In 1535, England was firmly in the chubby, arrogant fist of one King Henry VIII. Known primarily for his several consecutive wives and as separator of the Church of England from the Roman Catholic Church, Henry of the House of Tudor was possibly even less friendly to Britain’s ponies than he was to his Queens, though they all suffered a comparable fate. It was towards the end of his reign as King that Henry decided that perhaps the legacy he could leave was to breed a better horse than had ever been developed in the European continent. Unfortunately, this did not involve separating out magnificent studs and mares to produce more of a successful breed, but rather to enact equine eugenics.
The official act passed by parliament was the Breed of Horses Act of 1535, which states that Parliament and King Henry VIII had noted a decay in the quality of British horses, and “in most places of this Realme little horsis and naggis of small stature and valeu be suffered to depasture and also to covour marys and felys of a very small nature” which is British Pig Latin for destroying any horse which was short or poorly conformed, and to keep tall and well conformed horses enclosed to ensure best breeding outcomes.
Moreover, in 1540, a second act was passed which ordered that stallions shorter than 15 hands, mares shorter than 13 hands, and two-year old colts under 11.2 were forbidden on any “common land”. To enforce the policy, horses were rounded up from the moors annually and destroyed, and the act also allowed for any mares or foals which seemed “unlikely” to reach sufficient height be destroyed as well. Moreover, Nobles and finer families had to destroy any of their personal stock that did not also meet King Henry VIII’s requirements.
As you can imagine, the result was devastating. In the years to come long immediately after Henry’s death, Queen Elizabeth I could not so much as gather up a 3,000 head cavalry, the numbers of horses in England had been so badly demolished. It was in her reign that the absurd acts of Henry VIII were lifted, and ponies could again find their place in the British Empire.
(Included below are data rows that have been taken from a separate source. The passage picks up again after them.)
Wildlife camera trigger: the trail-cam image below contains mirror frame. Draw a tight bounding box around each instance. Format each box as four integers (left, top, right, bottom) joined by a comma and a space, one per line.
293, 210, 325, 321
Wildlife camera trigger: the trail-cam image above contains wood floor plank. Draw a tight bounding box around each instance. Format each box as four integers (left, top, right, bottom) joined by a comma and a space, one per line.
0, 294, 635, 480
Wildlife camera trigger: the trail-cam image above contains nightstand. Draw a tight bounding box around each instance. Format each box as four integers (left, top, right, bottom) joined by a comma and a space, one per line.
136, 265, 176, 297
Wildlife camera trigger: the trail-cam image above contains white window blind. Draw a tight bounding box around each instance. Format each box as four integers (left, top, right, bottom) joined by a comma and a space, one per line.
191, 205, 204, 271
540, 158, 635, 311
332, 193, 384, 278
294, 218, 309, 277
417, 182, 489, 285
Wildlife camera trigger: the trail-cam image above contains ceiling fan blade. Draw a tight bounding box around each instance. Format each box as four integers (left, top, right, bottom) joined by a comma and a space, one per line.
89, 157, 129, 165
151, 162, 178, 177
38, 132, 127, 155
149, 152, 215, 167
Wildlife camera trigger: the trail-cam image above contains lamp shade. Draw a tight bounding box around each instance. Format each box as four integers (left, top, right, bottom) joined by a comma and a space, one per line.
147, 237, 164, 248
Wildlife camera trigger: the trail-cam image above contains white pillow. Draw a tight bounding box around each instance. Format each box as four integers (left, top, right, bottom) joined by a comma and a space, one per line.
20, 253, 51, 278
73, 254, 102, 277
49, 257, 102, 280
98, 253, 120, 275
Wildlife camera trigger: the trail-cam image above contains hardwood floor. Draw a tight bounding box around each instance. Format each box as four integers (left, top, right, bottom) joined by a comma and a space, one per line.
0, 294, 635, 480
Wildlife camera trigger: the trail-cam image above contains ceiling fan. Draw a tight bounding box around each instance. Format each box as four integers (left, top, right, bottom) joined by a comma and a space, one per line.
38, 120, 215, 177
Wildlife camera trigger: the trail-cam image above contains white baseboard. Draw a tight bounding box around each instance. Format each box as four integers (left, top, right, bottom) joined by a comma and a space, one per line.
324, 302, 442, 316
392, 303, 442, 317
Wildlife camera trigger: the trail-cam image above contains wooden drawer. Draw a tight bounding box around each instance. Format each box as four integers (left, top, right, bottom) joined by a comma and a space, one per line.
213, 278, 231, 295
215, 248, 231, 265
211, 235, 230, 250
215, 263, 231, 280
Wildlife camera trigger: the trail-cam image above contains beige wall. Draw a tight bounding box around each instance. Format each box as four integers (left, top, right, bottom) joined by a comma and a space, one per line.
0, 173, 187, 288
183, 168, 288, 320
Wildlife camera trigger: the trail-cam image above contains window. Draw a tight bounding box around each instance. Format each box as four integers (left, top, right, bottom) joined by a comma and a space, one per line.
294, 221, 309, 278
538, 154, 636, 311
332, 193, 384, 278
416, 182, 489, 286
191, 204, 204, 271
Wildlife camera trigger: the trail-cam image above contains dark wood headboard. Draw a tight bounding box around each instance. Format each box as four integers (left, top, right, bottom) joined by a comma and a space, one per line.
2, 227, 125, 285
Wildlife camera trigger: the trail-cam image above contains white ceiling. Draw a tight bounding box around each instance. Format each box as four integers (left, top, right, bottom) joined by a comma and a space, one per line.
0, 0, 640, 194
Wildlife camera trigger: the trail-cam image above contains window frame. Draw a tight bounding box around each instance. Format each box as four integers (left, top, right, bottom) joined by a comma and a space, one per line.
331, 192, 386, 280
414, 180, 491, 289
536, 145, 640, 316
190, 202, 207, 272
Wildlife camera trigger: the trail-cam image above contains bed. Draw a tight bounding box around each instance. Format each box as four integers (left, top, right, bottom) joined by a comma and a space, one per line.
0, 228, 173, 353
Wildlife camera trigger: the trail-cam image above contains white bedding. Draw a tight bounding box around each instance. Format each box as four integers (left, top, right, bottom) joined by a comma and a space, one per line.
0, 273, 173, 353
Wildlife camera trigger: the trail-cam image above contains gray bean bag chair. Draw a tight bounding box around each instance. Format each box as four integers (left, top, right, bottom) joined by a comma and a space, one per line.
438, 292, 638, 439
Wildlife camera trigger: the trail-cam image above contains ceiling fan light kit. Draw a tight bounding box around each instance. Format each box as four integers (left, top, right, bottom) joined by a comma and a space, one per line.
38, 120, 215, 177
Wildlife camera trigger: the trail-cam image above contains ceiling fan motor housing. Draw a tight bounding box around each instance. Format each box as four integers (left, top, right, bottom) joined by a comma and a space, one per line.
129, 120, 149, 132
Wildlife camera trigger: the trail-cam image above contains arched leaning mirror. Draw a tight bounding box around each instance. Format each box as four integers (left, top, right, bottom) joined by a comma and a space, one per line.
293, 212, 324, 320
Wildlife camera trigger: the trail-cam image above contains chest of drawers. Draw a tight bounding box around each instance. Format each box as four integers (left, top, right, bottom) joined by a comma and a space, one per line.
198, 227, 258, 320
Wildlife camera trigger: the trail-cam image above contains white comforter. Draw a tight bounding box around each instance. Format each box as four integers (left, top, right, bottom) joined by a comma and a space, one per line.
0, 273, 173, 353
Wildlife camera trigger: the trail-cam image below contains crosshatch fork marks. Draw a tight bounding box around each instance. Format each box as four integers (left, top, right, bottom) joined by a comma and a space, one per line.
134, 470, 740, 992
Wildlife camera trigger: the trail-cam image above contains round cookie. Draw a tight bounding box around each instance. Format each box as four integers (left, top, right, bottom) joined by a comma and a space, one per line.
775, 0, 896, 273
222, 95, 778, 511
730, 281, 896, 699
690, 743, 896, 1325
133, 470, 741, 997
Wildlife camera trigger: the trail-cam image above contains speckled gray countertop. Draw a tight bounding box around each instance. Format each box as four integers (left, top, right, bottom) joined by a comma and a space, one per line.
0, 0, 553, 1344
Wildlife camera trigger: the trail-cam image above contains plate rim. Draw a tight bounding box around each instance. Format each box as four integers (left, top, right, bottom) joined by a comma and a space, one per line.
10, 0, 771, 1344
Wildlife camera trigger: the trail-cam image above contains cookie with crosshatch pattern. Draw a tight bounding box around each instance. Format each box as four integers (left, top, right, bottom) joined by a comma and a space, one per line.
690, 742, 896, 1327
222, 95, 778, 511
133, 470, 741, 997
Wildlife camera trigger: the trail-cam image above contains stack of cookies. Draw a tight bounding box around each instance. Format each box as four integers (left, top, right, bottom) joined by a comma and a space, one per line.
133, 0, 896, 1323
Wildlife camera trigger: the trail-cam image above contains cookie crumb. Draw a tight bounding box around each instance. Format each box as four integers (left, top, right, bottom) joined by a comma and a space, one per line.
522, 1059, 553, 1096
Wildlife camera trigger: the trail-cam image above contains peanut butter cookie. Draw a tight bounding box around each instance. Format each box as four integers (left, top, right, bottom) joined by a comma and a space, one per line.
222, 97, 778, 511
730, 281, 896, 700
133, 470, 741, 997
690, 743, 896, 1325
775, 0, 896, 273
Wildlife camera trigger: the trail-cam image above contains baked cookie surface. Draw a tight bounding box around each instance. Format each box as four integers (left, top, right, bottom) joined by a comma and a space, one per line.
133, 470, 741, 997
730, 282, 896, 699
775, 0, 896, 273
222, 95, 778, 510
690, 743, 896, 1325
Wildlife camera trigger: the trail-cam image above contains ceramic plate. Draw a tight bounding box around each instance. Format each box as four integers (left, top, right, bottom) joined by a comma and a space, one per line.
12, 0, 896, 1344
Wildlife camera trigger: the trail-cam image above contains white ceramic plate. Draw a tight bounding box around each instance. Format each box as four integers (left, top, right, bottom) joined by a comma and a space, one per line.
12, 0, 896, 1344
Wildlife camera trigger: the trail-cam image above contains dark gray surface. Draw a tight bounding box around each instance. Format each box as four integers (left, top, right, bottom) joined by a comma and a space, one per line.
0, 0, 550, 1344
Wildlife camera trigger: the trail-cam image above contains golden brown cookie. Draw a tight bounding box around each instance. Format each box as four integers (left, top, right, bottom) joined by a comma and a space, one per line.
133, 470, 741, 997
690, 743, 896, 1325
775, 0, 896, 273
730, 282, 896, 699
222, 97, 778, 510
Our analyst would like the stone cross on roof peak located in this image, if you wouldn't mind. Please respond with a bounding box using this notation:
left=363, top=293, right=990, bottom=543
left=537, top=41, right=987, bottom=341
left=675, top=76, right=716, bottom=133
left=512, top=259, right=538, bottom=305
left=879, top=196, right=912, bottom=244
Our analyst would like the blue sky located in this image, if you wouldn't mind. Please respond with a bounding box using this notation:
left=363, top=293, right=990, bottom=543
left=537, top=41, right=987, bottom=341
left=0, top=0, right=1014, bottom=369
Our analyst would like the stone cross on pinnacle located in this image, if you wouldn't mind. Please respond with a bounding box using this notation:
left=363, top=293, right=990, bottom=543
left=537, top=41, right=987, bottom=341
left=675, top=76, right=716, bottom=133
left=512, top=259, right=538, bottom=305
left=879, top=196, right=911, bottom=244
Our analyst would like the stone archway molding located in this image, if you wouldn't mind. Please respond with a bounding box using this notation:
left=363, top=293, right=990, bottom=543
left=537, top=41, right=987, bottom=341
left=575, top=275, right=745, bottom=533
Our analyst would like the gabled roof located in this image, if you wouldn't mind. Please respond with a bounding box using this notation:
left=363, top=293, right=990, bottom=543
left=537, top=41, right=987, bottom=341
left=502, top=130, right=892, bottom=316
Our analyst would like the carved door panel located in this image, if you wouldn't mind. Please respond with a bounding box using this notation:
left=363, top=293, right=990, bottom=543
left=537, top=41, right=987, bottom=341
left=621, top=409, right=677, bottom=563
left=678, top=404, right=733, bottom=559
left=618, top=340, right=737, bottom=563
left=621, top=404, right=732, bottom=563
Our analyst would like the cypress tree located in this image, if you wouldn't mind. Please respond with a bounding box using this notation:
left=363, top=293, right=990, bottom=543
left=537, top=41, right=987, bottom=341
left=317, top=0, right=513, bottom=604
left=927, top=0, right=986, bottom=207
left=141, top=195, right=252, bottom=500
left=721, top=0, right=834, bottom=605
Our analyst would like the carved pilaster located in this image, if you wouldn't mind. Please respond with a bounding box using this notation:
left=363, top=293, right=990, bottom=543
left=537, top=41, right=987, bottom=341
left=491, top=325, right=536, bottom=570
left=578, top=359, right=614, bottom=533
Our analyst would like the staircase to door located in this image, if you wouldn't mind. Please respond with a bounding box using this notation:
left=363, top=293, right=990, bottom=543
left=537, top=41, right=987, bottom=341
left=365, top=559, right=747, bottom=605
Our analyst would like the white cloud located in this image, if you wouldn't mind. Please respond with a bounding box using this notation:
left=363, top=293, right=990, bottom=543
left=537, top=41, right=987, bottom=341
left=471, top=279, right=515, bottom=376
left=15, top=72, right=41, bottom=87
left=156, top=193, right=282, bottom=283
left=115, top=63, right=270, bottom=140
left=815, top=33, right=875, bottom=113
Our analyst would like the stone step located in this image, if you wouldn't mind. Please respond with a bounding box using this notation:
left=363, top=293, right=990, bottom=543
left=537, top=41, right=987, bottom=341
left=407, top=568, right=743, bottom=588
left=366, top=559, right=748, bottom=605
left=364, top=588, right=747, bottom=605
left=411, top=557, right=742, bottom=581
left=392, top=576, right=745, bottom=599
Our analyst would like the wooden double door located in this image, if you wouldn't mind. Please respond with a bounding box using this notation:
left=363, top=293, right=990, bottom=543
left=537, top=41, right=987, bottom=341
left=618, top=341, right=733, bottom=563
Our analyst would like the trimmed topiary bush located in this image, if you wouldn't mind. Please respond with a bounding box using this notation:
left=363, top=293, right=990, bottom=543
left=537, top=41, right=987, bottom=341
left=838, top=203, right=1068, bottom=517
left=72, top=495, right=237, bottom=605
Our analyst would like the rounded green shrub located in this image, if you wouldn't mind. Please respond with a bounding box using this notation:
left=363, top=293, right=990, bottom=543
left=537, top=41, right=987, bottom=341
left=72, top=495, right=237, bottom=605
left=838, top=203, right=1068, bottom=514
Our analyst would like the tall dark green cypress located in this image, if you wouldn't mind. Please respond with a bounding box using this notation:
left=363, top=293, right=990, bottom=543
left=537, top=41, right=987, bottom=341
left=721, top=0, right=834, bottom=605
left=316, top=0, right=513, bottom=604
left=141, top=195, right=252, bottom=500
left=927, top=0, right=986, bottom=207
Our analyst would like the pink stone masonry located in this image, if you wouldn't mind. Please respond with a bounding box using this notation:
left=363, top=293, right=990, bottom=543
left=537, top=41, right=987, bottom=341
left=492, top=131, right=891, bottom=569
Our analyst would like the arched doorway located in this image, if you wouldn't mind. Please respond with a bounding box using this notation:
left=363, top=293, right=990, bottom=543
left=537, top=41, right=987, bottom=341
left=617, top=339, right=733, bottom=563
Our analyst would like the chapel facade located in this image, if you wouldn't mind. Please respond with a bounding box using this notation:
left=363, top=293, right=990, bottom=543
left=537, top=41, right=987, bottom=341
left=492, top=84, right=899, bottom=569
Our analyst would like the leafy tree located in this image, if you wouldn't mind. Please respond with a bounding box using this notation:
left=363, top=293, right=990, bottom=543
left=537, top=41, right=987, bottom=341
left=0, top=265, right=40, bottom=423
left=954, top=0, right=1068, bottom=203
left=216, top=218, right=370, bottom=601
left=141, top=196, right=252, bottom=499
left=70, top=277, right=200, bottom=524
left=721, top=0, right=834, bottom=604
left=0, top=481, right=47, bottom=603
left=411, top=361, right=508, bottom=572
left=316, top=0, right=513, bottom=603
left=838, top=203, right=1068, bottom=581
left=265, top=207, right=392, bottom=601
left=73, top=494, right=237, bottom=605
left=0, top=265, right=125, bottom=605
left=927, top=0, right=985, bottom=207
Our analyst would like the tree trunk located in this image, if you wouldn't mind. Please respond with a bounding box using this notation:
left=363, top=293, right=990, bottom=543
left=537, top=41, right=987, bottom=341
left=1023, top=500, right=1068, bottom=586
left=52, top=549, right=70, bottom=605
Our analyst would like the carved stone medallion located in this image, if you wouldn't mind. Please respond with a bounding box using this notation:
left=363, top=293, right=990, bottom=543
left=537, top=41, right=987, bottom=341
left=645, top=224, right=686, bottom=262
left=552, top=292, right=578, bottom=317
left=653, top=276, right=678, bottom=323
Not to be stamped out by a tyrant, the plucky ponies of the Welsh moors made an astounding comeback. Hearty wild ponies in the highlands had survived by pluck and the ability to out-navigate the wranglers on their rocky native territory. The breed was refined over the next two centuries by crossing in Arabians, thoroughbreds, and a breed called the Yorkshire Coach Horse. Today the scrappy Welshes are used in multiple disciplines, and their fiery ancestors left them with plenty of antics to make them one of the most popular, beloved, and trouble-making breeds of the contemporary sport horse.